Of course, private banks would always love to make people take out loans rather than have the government provide direct assistance during a crisis. But in a time of an emergency such as this one, there is absolutely nothing wrong with the government providing direct relief -- even for a period of some months -- in order to keep businesses from having to close and lay off employees, just as it fed, clothed, trained, equipped, transported and otherwise provided for soldiers for a period of more than ten years during the Vietnam War.

That is, unless the people allow their elected officials to pretend that they don't have the power to provide what is absolutely in the power of a nation to provide -- unless they allow, in Professor Hudson's words, the proponents of neoliberalism and austerity to "take power away from the Treasury [. . .] to take decision-making away from Washington, away from democratic politics, and to insulate the financial system from the democratic political system by turning control over to the corporate financial centers: Wall Street, Chicago" and so on.

Professor Hudson has analyzed this question of credit going all the way back to ancient times, including to ancient Mesopotamia, and he has found that the credit function was understood to properly belong to the public sphere and to governments, and not the private sphere, in ancient times.

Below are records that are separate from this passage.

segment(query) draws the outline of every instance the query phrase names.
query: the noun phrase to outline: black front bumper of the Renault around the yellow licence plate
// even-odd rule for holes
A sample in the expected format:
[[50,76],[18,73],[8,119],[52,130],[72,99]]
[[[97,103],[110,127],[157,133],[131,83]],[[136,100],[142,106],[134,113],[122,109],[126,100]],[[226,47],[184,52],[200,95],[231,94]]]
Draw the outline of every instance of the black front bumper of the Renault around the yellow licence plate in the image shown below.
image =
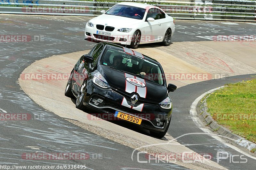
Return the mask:
[[[129,104],[131,96],[122,96],[115,89],[103,89],[95,85],[91,80],[87,82],[86,97],[84,98],[84,104],[92,110],[98,113],[107,113],[114,115],[116,111],[120,111],[142,119],[141,126],[147,130],[164,131],[170,121],[172,109],[161,109],[157,104],[144,103],[142,111],[137,111],[126,106],[121,105],[123,98],[125,97]],[[103,102],[95,105],[92,102],[93,99],[102,99]],[[139,101],[138,101],[139,102]],[[156,118],[160,119],[163,123],[159,125]]]

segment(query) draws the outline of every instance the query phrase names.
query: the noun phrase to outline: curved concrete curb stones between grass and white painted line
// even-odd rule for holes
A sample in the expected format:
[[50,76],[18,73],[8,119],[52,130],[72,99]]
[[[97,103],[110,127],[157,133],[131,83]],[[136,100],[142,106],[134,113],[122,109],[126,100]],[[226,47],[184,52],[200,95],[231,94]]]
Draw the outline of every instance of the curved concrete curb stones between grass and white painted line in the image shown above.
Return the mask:
[[203,100],[203,102],[201,102],[199,104],[199,112],[200,112],[200,116],[204,119],[205,123],[212,129],[212,131],[216,131],[218,132],[220,135],[227,137],[227,138],[231,138],[234,140],[234,142],[239,145],[242,146],[246,149],[248,149],[249,151],[251,151],[253,148],[256,148],[256,144],[246,140],[245,138],[236,135],[234,133],[232,133],[230,130],[228,130],[227,128],[219,125],[211,116],[210,113],[207,112],[208,108],[207,108],[207,103],[206,103],[206,99],[208,97],[205,97],[205,99]]

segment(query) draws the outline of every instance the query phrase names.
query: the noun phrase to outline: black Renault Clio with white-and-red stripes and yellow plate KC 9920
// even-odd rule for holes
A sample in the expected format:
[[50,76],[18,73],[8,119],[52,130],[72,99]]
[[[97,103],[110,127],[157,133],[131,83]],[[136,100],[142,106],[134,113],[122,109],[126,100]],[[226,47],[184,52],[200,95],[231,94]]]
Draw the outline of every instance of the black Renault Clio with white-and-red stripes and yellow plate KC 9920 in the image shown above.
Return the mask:
[[158,61],[129,48],[101,42],[83,55],[71,71],[65,96],[76,96],[76,108],[111,114],[141,125],[162,138],[172,114],[169,92]]

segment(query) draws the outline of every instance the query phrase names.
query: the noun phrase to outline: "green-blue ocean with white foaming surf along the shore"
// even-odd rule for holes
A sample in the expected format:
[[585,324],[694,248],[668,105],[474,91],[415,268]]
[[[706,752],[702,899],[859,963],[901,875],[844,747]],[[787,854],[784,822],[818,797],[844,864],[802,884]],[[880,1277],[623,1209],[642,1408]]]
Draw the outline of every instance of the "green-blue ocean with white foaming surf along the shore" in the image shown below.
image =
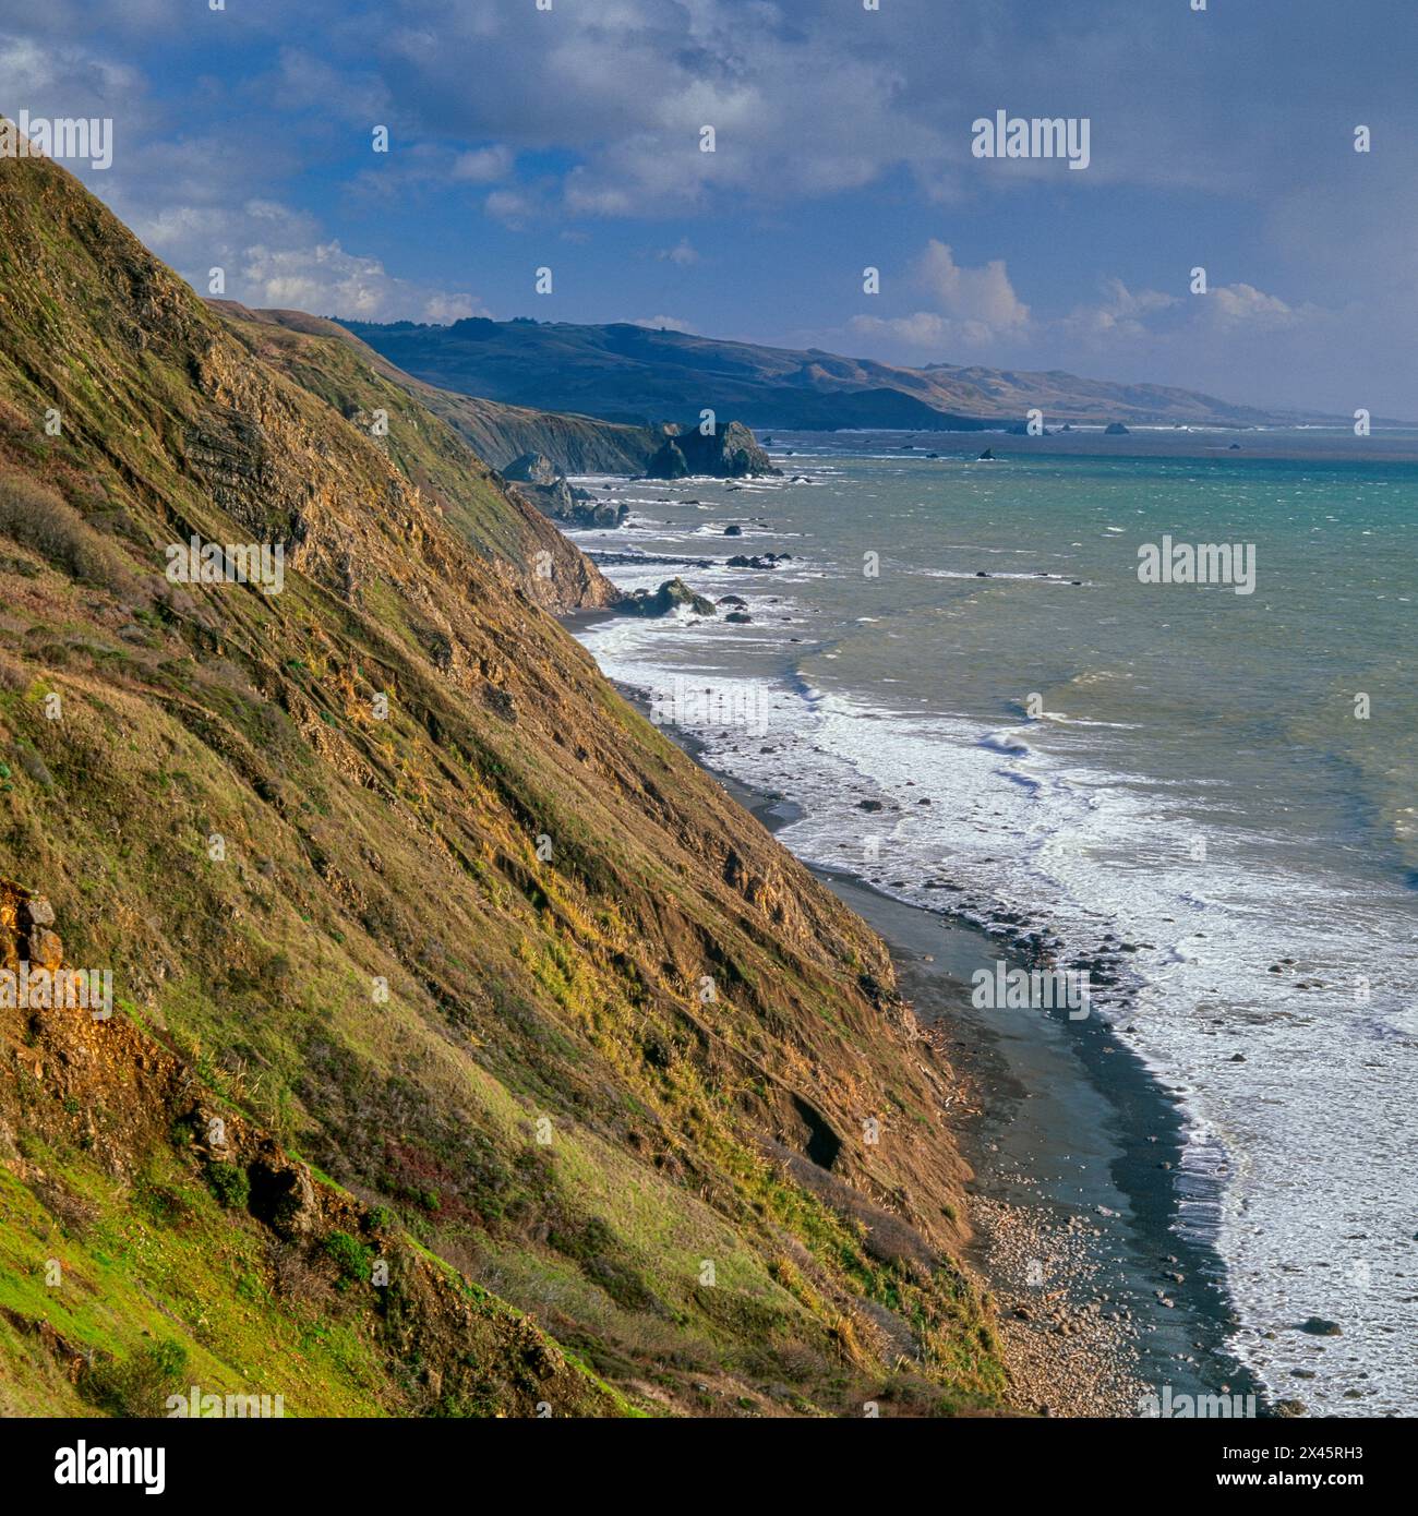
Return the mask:
[[[1090,1014],[1181,1101],[1230,1349],[1312,1413],[1412,1413],[1418,434],[1112,441],[780,432],[783,479],[576,481],[631,508],[588,552],[714,561],[622,588],[751,617],[579,635],[798,802],[804,860],[1115,966]],[[1139,578],[1222,546],[1225,582]]]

That's one reason, for example, that we find images of the gods stamped onto ancient coins (in my opinion -- I'm not sure if Professor Hudson says that anywhere).

This understanding held all the way up through the Roman Empire, he explains, when something changed. After that, feudalism and debt bondage arose. I would argue that what changed was a deliberate campaign to get rid of the knowledge of the ancient wisdom and the teaching of the gods.

As Professor Hudson explains in this important interview, neoliberalism is a form of neo-feudalism. He also calls it a form of fascism. It is obviously an attack on democracy and on democratic control over the necessary infrastructure of a nation, including access to credit for productive purposes. Professor Mitchell makes the very same point, in an important blog post here.

During the present crisis, very few people are discussing these vitally important concepts -- but these concepts are absolutely critical to the survival of democratic governance, which has already been deeply compromised to the detriment of millions by neoliberalism, austerity, and hyper-capitalism. The current outbreak should help bring these issues into greater focus.

Sending positive wishes to you and to all my readers during this difficult period.